先代ヴァイオレットの進言により、家族は南仏へ。残された屋敷ではサイレント映画の撮影が始まり、スター女優の気まぐれや、時代が変わりゆく映画界の波が、使用人たちをも巻き込んでゆく。トーキーへの過渡期、貴族と使用人の微妙な距離、恋の予感、そして別れの予感。すべてが、英国貴族社会の黄昏の中で、丁寧に描き出される。
見どころは、何と言っても後半の撮影現場。使用人たちが正装して食堂に並ぶ場面の喜びようは、観る者の胸を温かくする。階級を超えた小さな幸福、言葉を失った後の新たな始まり、そしてそれぞれの人生の選択が、静かに、しかし確かに実を結んでゆく。

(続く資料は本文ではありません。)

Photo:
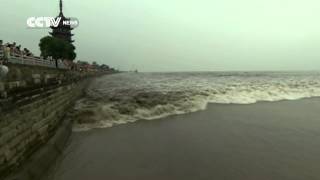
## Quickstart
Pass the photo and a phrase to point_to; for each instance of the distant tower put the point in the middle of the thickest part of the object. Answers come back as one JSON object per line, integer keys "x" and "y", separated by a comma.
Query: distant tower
{"x": 62, "y": 31}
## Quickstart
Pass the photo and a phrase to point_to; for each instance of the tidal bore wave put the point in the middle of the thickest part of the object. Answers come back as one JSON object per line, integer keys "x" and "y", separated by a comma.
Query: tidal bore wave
{"x": 128, "y": 97}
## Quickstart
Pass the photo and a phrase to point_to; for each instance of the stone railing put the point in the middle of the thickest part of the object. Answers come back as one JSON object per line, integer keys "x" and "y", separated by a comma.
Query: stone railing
{"x": 33, "y": 61}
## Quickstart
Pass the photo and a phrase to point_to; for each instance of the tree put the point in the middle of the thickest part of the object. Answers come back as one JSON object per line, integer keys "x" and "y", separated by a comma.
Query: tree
{"x": 57, "y": 49}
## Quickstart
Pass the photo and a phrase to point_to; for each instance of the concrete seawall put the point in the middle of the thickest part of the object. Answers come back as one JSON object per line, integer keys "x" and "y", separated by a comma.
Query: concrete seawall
{"x": 33, "y": 103}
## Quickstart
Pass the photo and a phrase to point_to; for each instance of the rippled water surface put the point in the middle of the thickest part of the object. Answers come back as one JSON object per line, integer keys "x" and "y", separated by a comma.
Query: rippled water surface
{"x": 128, "y": 97}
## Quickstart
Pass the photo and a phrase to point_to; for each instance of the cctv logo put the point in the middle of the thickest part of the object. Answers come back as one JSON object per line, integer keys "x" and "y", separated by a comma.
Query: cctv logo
{"x": 43, "y": 22}
{"x": 47, "y": 22}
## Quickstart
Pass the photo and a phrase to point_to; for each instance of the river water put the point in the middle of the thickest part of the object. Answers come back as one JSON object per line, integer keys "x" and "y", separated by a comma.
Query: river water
{"x": 127, "y": 97}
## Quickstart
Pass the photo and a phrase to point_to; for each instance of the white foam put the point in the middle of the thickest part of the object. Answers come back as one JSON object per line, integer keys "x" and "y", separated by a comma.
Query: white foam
{"x": 158, "y": 99}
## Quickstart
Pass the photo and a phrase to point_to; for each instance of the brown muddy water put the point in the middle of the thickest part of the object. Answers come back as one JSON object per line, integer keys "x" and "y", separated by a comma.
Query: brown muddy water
{"x": 261, "y": 141}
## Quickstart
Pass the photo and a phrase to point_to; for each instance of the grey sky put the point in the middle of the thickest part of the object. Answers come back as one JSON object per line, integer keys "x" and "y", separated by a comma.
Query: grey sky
{"x": 181, "y": 35}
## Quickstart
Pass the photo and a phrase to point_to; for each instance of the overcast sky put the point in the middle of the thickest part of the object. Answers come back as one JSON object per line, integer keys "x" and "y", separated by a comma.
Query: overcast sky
{"x": 180, "y": 35}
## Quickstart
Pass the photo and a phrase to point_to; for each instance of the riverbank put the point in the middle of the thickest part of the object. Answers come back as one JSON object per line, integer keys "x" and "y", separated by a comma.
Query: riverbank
{"x": 266, "y": 140}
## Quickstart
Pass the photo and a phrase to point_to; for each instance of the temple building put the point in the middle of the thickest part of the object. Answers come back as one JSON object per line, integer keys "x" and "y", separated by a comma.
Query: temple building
{"x": 62, "y": 31}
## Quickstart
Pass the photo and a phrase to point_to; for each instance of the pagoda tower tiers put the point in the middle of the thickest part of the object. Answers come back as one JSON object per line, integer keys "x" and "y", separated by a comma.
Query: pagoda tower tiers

監督サイモン・カーティスは、前作の魅力を損なうことなく、物語にほどよい進展を与えた。ヒュー・ボネヴィル演じるロバート伯爵の穏やかな威厳をはじめ、キャスト陣の安定した演技が光る。特に使用人たちの活躍が生き生きとしており、メアリーの機転や、モールズリーの意外な才能の発見など、微笑ましいエピソードが連なる。
古き良き英国の、優雅で秩序ある世界がそこにある。封建の残滓を残しつつも、領主の善政の下で人々がそれぞれの幸福を見出していた時代への、慈しみに満ちたまなざしを感じさせる。現代の混沌を思えば、なおさら懐かしく、切なく映る。
全編を通じて流れる上品さと、キャラクターたちへの深い愛情が、この続編の大きな魅力である。シリーズファンならば必見、初めての人も十分に楽しめる、品格のある一篇と言えよう。完璧を望むならもう一歩の深みも欲しかったが、ファンサービスとしては極めて上質な映画と言える。